Planning on a number nobody believes
Most planning systems use a lead time held in a supplier master, entered when the supplier was onboarded and rarely revisited. Everyone knows some suppliers run late, and that knowledge lives with individual planners rather than in the system.
The data to do better is almost always already there: purchase order dates, promised dates and goods receipt dates, going back years.
What drives variation
- The supplier and the specific item - lead times vary hugely within one supplier's range
- Order size, which can trigger a different production run or shipping mode
- Time of year, including factory shutdowns and national holidays in the source country
- Whether the item was in stock or made to order
- Route and mode, where these differ between orders
- How busy the supplier is, which sometimes shows in their recent performance
Seasonal shutdowns are worth special mention because they are knowable in advance and frequently absent from planning systems. A supplier closing for two weeks is not a prediction problem; it is a calendar nobody entered.
Predict a distribution, not a date
A single predicted date is the wrong output. What planning needs is the shape: most likely arrival, and how bad the tail is.
Illustrative example: a supplier whose orders arrive between 18 and 24 days with most at 20 needs different safety stock from one averaging 20 days but occasionally taking 45. The averages match; the risk does not.
| Output | Use |
|---|---|
| Median lead time | Normal planning |
| 80th percentile | Safety stock sizing |
| 95th percentile | Critical items, risk review |
| Spread over time | Supplier performance conversations |
Using it in supplier management
A by-product of this work is an evidence base for supplier reviews. 'Your quoted lead time is 21 days and your last two years average 29, with a quarter of orders beyond 35' is a different conversation from a general complaint.
It also supports dual-sourcing decisions on the right grounds - reliability rather than only unit price. A cheaper supplier with a long tail can cost more once the safety stock it requires is counted.

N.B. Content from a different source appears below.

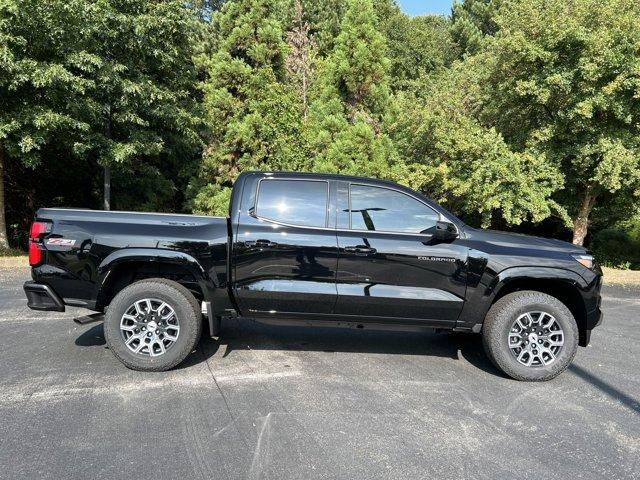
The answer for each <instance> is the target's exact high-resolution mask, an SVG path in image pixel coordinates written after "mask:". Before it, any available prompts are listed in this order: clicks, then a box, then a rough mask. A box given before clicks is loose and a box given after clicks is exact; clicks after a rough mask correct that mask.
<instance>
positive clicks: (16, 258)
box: [0, 250, 29, 268]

A quoted lead time is a promise. Your receipt history is evidence.
Where to be careful
Receipt dates can be misleading. A receipt booked in on Monday for goods that arrived Friday adds noise, and a partial delivery raises the question of what counts as arrival.
Decide these definitions before modelling and apply them consistently. As with most business data problems, the definitions matter more than the algorithm, and getting them wrong quietly biases everything downstream.